On nous apprend que le vote du Brexit (composé du mot Britain et exit) le 23 juin prochain est, comme on dit, fifty-fifty. Mais fouillez derrière les chiffres et ce qui remonte, c’est que les jeunes sont pour le fait de rester dans l’Europe et que les plus vieux sont pour en sortir.

Plus ils sont vieux, en fait, plus ils veulent s’isoler. Ça vous rappelle quelque chose de généralement vrai à propos de la vieillesse, des maladies et de la mort qui approche ? Ce qui est sûr, c’est que le dernier sondage d’Opinium, publié dans «The Observer», note que les jeunes (18-34) veulent rester en Europe à 53 % (29 % seulement souhaitant partir), que les 35-54 ans veulent, par contre, quitter l’Europe, à une majorité de 42 %, alors que les plus de 55 ans veulent du Brexit a 54 % !

Or, les jeunes parlent, ici, de LEUR avenir, veulent assouvir leur soif grégaire et ouvrir des portes sur les autres pendant que les plus de 55 ans, prisonniers inévitables de leur passé, évoquent souvent l’État-nation – si ce n’est l’Empire – et les deux votes ont, pourtant, le même poids ! Ceci est d’autant plus redoutable que ce même sondage révèle que si seulement 52 % des jeunes sont certains de voter… 81 % des plus de 55 ans iront, quant à eux, aux urnes ! Ce qui fait dire à «The Observer» que les jeunes n’auront qu’à s’en prendre à eux-mêmes s’ils ne se pointent pas aux urnes et s’ils se retrouvent ainsi éloignés des espoirs d’une Europe moins saucissonnée.

La république des vieux schnocks (ii) ou le pari de la jeunesse

De l’autre côté de l’Atlantique, c’est du phénomène des primaires américaines dont il faut parler. Les trois candidats restant en lice, Bernie Sanders, Hillary Clinton et Donald Trump ont, respectivement, 74 ans, 68 ans et 69 ans. Obama a, quant à lui, 54 ans, après 8 ans passés à la présidence ! Les têtes grises vont donc revenir au pouvoir ! Étonnamment, depuis l’Iowa, on voit la tendance : Sanders, le plus vieux, mobilisait alors la sympathie de 84 % de ceux ayant moins de 30 ans, alors que Clinton avait la faveur de 58 % des 45 à 64 ans et de 69 % des plus de 65 ans. Chez les Républicains, Trump avait, en décembre, 16 % de soutien de plus avec les plus de 65 ans qu’avec les 18 à 30 ans. Trump avait aussi un sérieux problème avec la population possédant un degré ou plus… Par ailleurs, un sondage du Harvard University Institute of Politics récemment rendu public par CNN indique que, sans Sanders, 61 % des 18 à 30 ans s’apprêtent à voter Clinton plutôt que Trump… Tout ça préfigure le tsunami…

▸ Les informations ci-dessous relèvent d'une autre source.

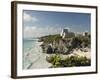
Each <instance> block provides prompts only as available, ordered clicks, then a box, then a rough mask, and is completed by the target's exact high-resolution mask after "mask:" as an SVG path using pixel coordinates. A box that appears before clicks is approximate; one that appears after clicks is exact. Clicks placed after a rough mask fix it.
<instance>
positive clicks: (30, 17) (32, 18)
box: [24, 13, 38, 22]
mask: <svg viewBox="0 0 100 80" xmlns="http://www.w3.org/2000/svg"><path fill="white" fill-rule="evenodd" d="M24 21H27V22H29V21H34V22H35V21H38V19H37V18H36V17H33V16H31V15H29V14H27V13H24Z"/></svg>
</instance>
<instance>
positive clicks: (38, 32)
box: [23, 10, 91, 38]
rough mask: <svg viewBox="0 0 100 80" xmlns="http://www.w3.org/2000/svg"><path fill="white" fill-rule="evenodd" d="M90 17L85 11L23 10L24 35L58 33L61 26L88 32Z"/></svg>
mask: <svg viewBox="0 0 100 80" xmlns="http://www.w3.org/2000/svg"><path fill="white" fill-rule="evenodd" d="M90 17H91V15H90V14H87V13H71V12H51V11H34V10H30V11H29V10H24V11H23V24H24V25H23V26H24V28H23V29H24V37H25V38H27V37H40V36H44V35H49V34H59V33H60V32H61V30H62V29H63V28H68V29H69V30H70V31H71V32H79V33H82V32H84V31H88V32H90V26H91V25H90V20H91V19H90Z"/></svg>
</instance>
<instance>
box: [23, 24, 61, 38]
mask: <svg viewBox="0 0 100 80" xmlns="http://www.w3.org/2000/svg"><path fill="white" fill-rule="evenodd" d="M61 30H62V28H59V27H58V28H57V27H50V26H48V27H45V28H43V27H36V26H26V27H25V28H24V38H32V37H41V36H45V35H50V34H60V32H61Z"/></svg>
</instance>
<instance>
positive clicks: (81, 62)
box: [47, 54, 91, 68]
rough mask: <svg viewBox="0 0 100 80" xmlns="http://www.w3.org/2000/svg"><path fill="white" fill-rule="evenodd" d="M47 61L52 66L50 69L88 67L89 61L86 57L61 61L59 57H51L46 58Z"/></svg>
mask: <svg viewBox="0 0 100 80" xmlns="http://www.w3.org/2000/svg"><path fill="white" fill-rule="evenodd" d="M47 61H48V62H49V63H51V64H52V66H51V67H52V68H57V67H74V66H90V65H91V60H90V59H87V58H86V57H80V56H77V55H76V56H70V57H67V58H65V59H62V58H61V57H60V56H59V55H57V54H56V55H52V56H50V57H48V58H47Z"/></svg>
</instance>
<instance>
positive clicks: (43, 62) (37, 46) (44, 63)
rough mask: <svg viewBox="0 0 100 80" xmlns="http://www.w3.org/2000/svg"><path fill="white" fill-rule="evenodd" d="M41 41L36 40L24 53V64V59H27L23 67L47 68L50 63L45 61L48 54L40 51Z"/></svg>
mask: <svg viewBox="0 0 100 80" xmlns="http://www.w3.org/2000/svg"><path fill="white" fill-rule="evenodd" d="M42 43H43V42H38V41H37V42H36V44H35V46H34V47H32V48H31V49H30V50H29V51H27V52H26V53H24V54H25V55H24V61H23V62H24V64H25V61H28V63H27V64H26V65H24V66H23V68H24V69H34V68H48V67H49V66H50V65H51V64H50V63H48V62H47V61H46V56H47V55H48V54H45V53H43V52H42V49H41V47H40V45H41V44H42ZM41 63H42V64H41Z"/></svg>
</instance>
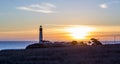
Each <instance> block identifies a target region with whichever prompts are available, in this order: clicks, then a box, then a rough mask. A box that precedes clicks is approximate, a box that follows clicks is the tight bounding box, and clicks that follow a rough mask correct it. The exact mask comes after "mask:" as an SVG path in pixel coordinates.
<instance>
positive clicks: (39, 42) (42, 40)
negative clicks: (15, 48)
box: [39, 25, 43, 44]
mask: <svg viewBox="0 0 120 64" xmlns="http://www.w3.org/2000/svg"><path fill="white" fill-rule="evenodd" d="M39 43H40V44H43V29H42V25H40V28H39Z"/></svg>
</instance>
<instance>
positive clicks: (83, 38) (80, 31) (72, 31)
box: [67, 26, 93, 39]
mask: <svg viewBox="0 0 120 64" xmlns="http://www.w3.org/2000/svg"><path fill="white" fill-rule="evenodd" d="M92 30H93V29H92V28H90V27H84V26H77V27H70V28H67V31H68V32H69V35H70V36H71V37H72V38H73V39H85V38H86V37H87V36H88V35H90V34H89V33H90V32H91V31H92Z"/></svg>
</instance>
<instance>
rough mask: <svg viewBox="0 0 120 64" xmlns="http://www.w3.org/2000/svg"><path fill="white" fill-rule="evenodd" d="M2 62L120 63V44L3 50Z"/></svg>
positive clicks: (60, 62) (56, 62) (89, 63)
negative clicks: (39, 48)
mask: <svg viewBox="0 0 120 64" xmlns="http://www.w3.org/2000/svg"><path fill="white" fill-rule="evenodd" d="M0 64H120V45H103V46H102V45H100V46H72V47H59V48H41V49H28V50H3V51H0Z"/></svg>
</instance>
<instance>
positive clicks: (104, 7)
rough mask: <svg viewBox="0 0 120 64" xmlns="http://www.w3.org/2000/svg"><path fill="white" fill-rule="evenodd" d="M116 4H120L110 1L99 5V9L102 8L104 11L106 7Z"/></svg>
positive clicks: (106, 7)
mask: <svg viewBox="0 0 120 64" xmlns="http://www.w3.org/2000/svg"><path fill="white" fill-rule="evenodd" d="M117 3H120V1H117V0H116V1H110V2H107V3H103V4H100V5H99V7H100V8H103V9H106V8H108V5H111V4H117Z"/></svg>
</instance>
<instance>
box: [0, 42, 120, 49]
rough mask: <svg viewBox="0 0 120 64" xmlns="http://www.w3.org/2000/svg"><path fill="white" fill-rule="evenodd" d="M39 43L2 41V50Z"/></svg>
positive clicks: (108, 43)
mask: <svg viewBox="0 0 120 64" xmlns="http://www.w3.org/2000/svg"><path fill="white" fill-rule="evenodd" d="M101 42H102V44H120V41H101ZM33 43H37V41H0V50H4V49H25V48H26V46H28V45H30V44H33Z"/></svg>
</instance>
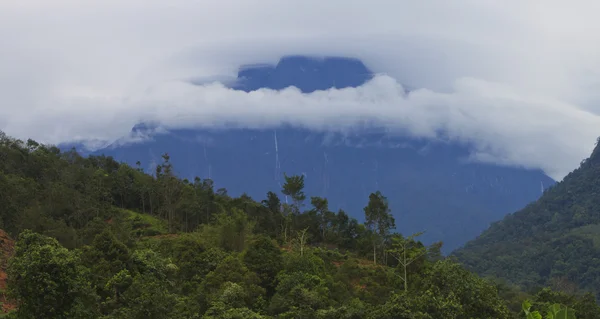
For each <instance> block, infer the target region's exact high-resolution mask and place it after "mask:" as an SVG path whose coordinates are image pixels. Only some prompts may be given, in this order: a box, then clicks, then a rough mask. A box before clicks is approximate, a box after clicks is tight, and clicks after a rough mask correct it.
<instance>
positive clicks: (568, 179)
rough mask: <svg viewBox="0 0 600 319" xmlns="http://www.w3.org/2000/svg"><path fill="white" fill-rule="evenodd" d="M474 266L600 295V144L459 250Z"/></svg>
mask: <svg viewBox="0 0 600 319" xmlns="http://www.w3.org/2000/svg"><path fill="white" fill-rule="evenodd" d="M454 255H455V256H457V257H458V258H459V259H460V260H461V261H462V262H463V263H464V264H465V265H466V266H467V267H468V268H469V269H471V270H473V271H475V272H477V273H479V274H481V275H485V276H493V277H499V278H503V279H505V280H507V281H509V282H512V283H515V284H518V285H520V286H522V287H523V288H525V289H530V288H535V287H539V286H546V285H550V286H553V287H555V288H558V289H562V290H565V291H569V292H576V291H579V290H583V291H592V292H594V293H595V294H596V296H598V295H599V294H600V145H599V144H596V148H595V150H594V151H593V153H592V155H591V156H590V157H589V158H588V159H586V160H585V161H583V162H582V163H581V166H580V167H579V168H578V169H576V170H574V171H573V172H571V173H570V174H569V175H568V176H566V177H565V178H564V180H563V181H562V182H560V183H558V184H556V185H555V186H554V187H552V188H551V189H549V190H547V191H546V192H545V193H544V195H543V196H542V197H541V198H540V199H539V200H538V201H536V202H534V203H532V204H530V205H528V206H527V207H525V208H524V209H522V210H521V211H518V212H516V213H514V214H511V215H508V216H507V217H506V218H504V220H502V221H500V222H497V223H495V224H494V225H492V226H491V227H490V229H488V230H487V231H485V232H484V233H483V234H482V235H481V236H479V237H478V238H477V239H475V240H473V241H471V242H469V243H468V244H467V245H466V246H465V248H464V249H459V250H458V251H456V252H455V253H454Z"/></svg>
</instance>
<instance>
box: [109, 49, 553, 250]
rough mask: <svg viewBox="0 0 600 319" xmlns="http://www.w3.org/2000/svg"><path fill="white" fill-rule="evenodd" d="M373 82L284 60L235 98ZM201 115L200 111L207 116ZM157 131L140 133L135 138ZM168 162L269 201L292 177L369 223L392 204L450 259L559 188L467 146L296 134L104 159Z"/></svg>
mask: <svg viewBox="0 0 600 319" xmlns="http://www.w3.org/2000/svg"><path fill="white" fill-rule="evenodd" d="M371 77H372V73H371V72H370V71H369V70H368V69H367V68H366V67H365V66H364V65H363V64H362V63H361V62H360V61H358V60H353V59H344V58H325V59H311V58H305V57H299V56H294V57H287V58H283V59H282V60H281V61H280V62H279V64H277V65H276V66H265V65H259V66H250V67H245V68H243V69H241V70H240V72H239V74H238V81H237V82H236V83H235V84H233V85H232V87H233V88H235V89H239V90H244V91H252V90H256V89H259V88H263V87H264V88H271V89H282V88H285V87H288V86H296V87H298V88H299V89H300V90H302V91H303V92H312V91H315V90H323V89H328V88H331V87H336V88H344V87H356V86H359V85H361V84H363V83H365V82H366V81H368V80H369V79H370V78H371ZM199 107H201V106H199ZM145 129H148V126H147V125H140V126H137V127H136V128H135V130H145ZM165 152H166V153H169V155H170V156H171V159H172V162H173V165H174V166H175V169H176V171H178V173H179V174H180V176H181V177H187V178H193V177H194V176H199V177H202V178H211V179H213V180H214V181H215V185H216V187H217V188H219V187H225V188H227V190H228V193H229V194H230V195H233V196H237V195H241V194H242V193H244V192H245V193H247V194H248V195H250V196H252V197H253V198H254V199H257V200H260V199H263V198H264V197H265V195H266V193H267V191H278V190H280V184H281V183H282V182H283V181H282V180H283V173H284V172H285V173H287V174H288V175H292V174H305V176H306V178H305V180H306V193H307V194H308V195H309V196H324V197H327V198H328V199H329V202H330V208H331V209H332V210H337V209H338V208H342V209H344V210H346V211H347V212H348V213H350V214H351V215H353V216H354V217H356V218H358V219H359V220H362V219H363V213H362V208H363V207H364V206H365V205H366V203H367V200H368V195H369V193H371V192H374V191H376V190H381V191H382V193H383V194H384V195H386V196H387V197H388V199H389V203H390V207H391V209H392V212H393V214H394V216H395V218H396V225H397V226H398V227H397V230H398V231H400V232H402V233H406V234H410V233H414V232H418V231H423V230H425V231H426V233H425V234H424V235H423V237H422V239H423V240H424V242H426V243H431V242H434V241H439V240H441V241H443V242H444V252H449V251H451V250H453V249H455V248H457V247H459V246H461V245H462V244H464V243H465V242H466V241H467V240H470V239H473V238H475V237H476V236H477V235H478V234H479V233H480V232H481V231H483V230H484V229H486V228H487V227H488V225H489V224H490V223H491V222H492V221H496V220H499V219H501V218H502V217H503V216H504V215H505V214H507V213H510V212H514V211H516V210H518V209H520V208H522V207H523V206H525V205H526V204H527V203H529V202H531V201H533V200H535V199H537V198H538V197H539V196H540V195H541V193H542V189H543V188H546V187H548V186H550V185H552V184H554V181H553V180H552V179H551V178H549V177H548V176H546V175H545V174H543V173H542V172H540V171H533V170H525V169H520V168H512V167H501V166H495V165H490V164H481V163H467V162H465V161H464V158H466V157H467V156H468V153H469V149H468V146H464V145H456V144H448V143H444V142H441V141H426V140H416V139H411V138H408V137H392V136H388V135H387V134H386V133H385V132H377V131H372V130H371V131H366V130H365V131H363V132H360V133H357V134H353V135H352V136H343V135H341V134H334V133H316V132H311V131H307V130H304V129H298V128H294V127H280V128H277V129H276V130H248V129H234V130H177V131H172V132H170V134H162V135H156V136H154V138H153V140H152V141H148V142H145V143H141V144H131V145H126V146H119V147H114V148H108V149H104V150H100V151H99V152H98V153H104V154H106V155H112V156H114V157H115V158H116V159H117V160H121V161H125V162H127V163H130V164H134V163H135V162H136V161H138V160H139V161H141V162H142V163H143V164H144V166H146V168H148V169H151V166H152V163H153V162H156V163H158V162H160V155H161V154H163V153H165Z"/></svg>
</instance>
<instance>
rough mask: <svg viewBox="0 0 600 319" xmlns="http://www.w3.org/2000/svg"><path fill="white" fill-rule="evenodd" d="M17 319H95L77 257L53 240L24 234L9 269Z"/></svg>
mask: <svg viewBox="0 0 600 319" xmlns="http://www.w3.org/2000/svg"><path fill="white" fill-rule="evenodd" d="M8 276H9V289H10V294H11V296H12V297H13V298H15V299H16V301H17V302H18V309H17V312H16V317H17V318H37V317H39V316H40V315H42V314H43V315H44V318H95V317H97V316H98V313H97V304H96V296H95V295H94V293H93V290H92V289H91V286H90V283H89V281H88V272H87V271H86V269H85V268H84V267H82V266H81V265H80V260H79V256H78V255H77V254H76V253H75V252H72V251H69V250H67V249H66V248H64V247H62V246H61V245H60V244H59V243H58V242H57V241H56V239H53V238H49V237H46V236H43V235H39V234H36V233H33V232H31V231H25V232H23V233H22V234H21V235H20V236H19V241H18V242H17V246H16V247H15V256H14V257H13V258H12V259H11V260H10V262H9V267H8Z"/></svg>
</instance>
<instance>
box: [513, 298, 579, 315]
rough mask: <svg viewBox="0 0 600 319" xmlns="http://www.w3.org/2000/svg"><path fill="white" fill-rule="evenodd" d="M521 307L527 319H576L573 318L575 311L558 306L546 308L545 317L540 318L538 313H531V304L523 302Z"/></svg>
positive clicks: (558, 305)
mask: <svg viewBox="0 0 600 319" xmlns="http://www.w3.org/2000/svg"><path fill="white" fill-rule="evenodd" d="M521 307H522V308H523V312H524V313H525V316H526V318H527V319H577V318H576V317H575V310H573V309H570V308H568V307H563V306H561V305H559V304H553V305H551V306H550V307H548V311H547V312H546V317H542V315H541V314H540V312H539V311H531V302H529V301H528V300H525V301H524V302H523V304H522V306H521Z"/></svg>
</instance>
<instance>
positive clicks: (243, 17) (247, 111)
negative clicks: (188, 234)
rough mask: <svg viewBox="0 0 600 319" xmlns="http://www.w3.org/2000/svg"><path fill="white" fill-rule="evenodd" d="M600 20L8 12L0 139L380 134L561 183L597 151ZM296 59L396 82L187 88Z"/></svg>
mask: <svg viewBox="0 0 600 319" xmlns="http://www.w3.org/2000/svg"><path fill="white" fill-rule="evenodd" d="M598 12H600V2H598V1H591V0H590V1H569V2H567V1H560V2H559V1H553V0H544V1H537V0H530V1H510V0H502V1H500V0H499V1H491V0H454V1H448V0H427V1H420V0H419V1H416V0H413V1H403V0H393V1H392V0H389V1H378V0H368V1H367V0H363V1H356V0H344V1H341V0H340V1H338V0H327V1H323V0H319V1H316V0H315V1H313V0H301V1H296V0H285V1H282V0H269V1H267V0H260V1H258V0H256V1H255V0H235V1H233V0H220V1H214V0H210V1H208V0H206V1H192V0H170V1H158V0H102V1H99V0H98V1H97V0H86V1H80V0H53V1H48V0H37V1H34V0H3V1H0V52H1V54H0V130H3V131H5V132H6V133H8V134H9V135H12V136H15V137H18V138H23V139H26V138H34V139H37V140H40V141H43V142H46V143H62V142H70V141H76V140H90V141H114V140H115V139H118V138H120V137H123V136H126V135H127V134H128V133H129V132H130V130H131V128H132V127H133V125H135V124H136V123H138V122H140V121H145V120H158V121H161V122H162V123H163V124H164V125H166V126H168V127H172V128H175V127H191V126H204V125H220V124H221V123H223V122H226V121H235V122H237V123H238V124H239V125H242V126H251V127H264V126H276V125H278V124H280V123H282V122H283V121H286V122H292V123H294V124H297V125H301V126H305V127H311V128H315V129H344V128H347V127H351V126H352V124H353V123H355V122H356V121H357V120H360V119H364V118H369V119H374V120H379V121H380V122H381V124H382V125H385V126H387V127H389V128H391V129H392V130H396V131H398V132H400V131H408V132H409V133H410V134H413V135H415V136H425V137H435V134H436V132H439V131H440V130H444V131H446V132H447V134H449V135H450V137H451V138H453V139H456V140H459V141H463V142H469V143H472V144H474V145H475V146H476V147H475V149H474V153H473V156H474V158H477V159H480V160H484V161H492V162H498V163H503V164H510V165H522V166H526V167H531V168H541V169H543V170H544V171H545V172H546V173H547V174H549V175H550V176H552V177H554V178H556V179H560V178H562V177H563V176H564V175H565V174H566V173H568V172H569V171H571V170H572V169H574V168H575V167H577V165H578V164H579V162H580V161H581V160H582V159H583V158H585V157H587V156H588V155H589V154H590V153H591V150H592V148H593V146H594V142H595V139H596V137H597V136H600V116H599V114H600V104H598V102H599V101H600V58H599V57H600V20H599V19H597V14H598ZM286 54H311V55H341V56H349V57H357V58H360V59H362V60H363V62H365V63H366V64H367V66H368V67H370V68H371V69H372V70H373V71H375V72H380V73H382V74H383V75H381V76H378V77H376V78H375V79H374V80H373V81H371V82H369V83H367V84H365V85H364V86H363V87H360V88H357V89H344V90H330V91H326V92H315V93H313V94H308V95H303V94H300V93H299V92H298V91H297V90H293V89H291V90H287V91H283V92H273V91H269V90H262V91H260V92H253V93H243V92H236V91H232V90H228V89H226V88H225V87H223V86H221V85H218V84H211V85H207V86H191V85H189V84H187V82H186V79H189V78H197V77H204V76H214V75H219V76H221V75H235V73H236V71H237V68H238V66H239V65H241V64H246V63H257V62H273V63H275V62H277V60H278V59H279V57H281V56H283V55H286ZM401 83H403V84H407V85H410V86H411V87H417V88H422V89H419V90H416V91H414V92H412V93H410V94H409V95H405V94H404V93H403V89H402V87H401Z"/></svg>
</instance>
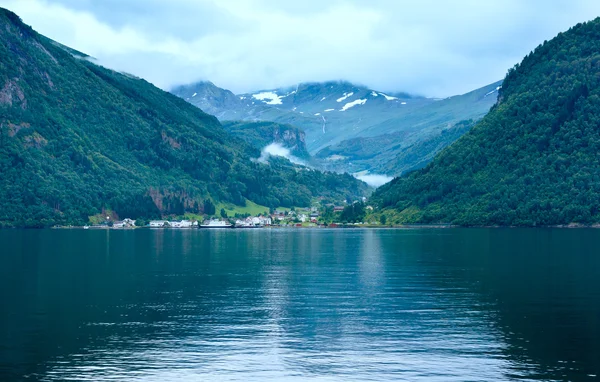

Chez nous, pays démographiquement jeune, les têtes grises sont revenues au pouvoir ! Dev Manraj est toujours aux affaires comme secrétaire financier et en a même rajouté à ses responsabilités avec la FSC. Ce n’est pas qu’il soit incompétent, mais il a 67 ans. À la Banque centrale, c’est le même embourbement. On a remplacé Bheenick (72 ans) par Basant Roi (69 ans). Encore une fois, ce n’est pas une question de compétence, mais qui prépare-t-on pour la relève et quand jugera-t-on que la passation de responsabilité pourra se faire ? À l’EOC on a remplacé un Glover fougueux et jeune par un Tegally retraité, qui pratique le FIFO et qui a 67 ans. Pour rappel, le Premier ministre a 86 ans, le leader de l’opposition 71 ans et le leader travailliste aura 69 ans le 14 juillet. Ce n’est pas une situation qui va s’améliorer.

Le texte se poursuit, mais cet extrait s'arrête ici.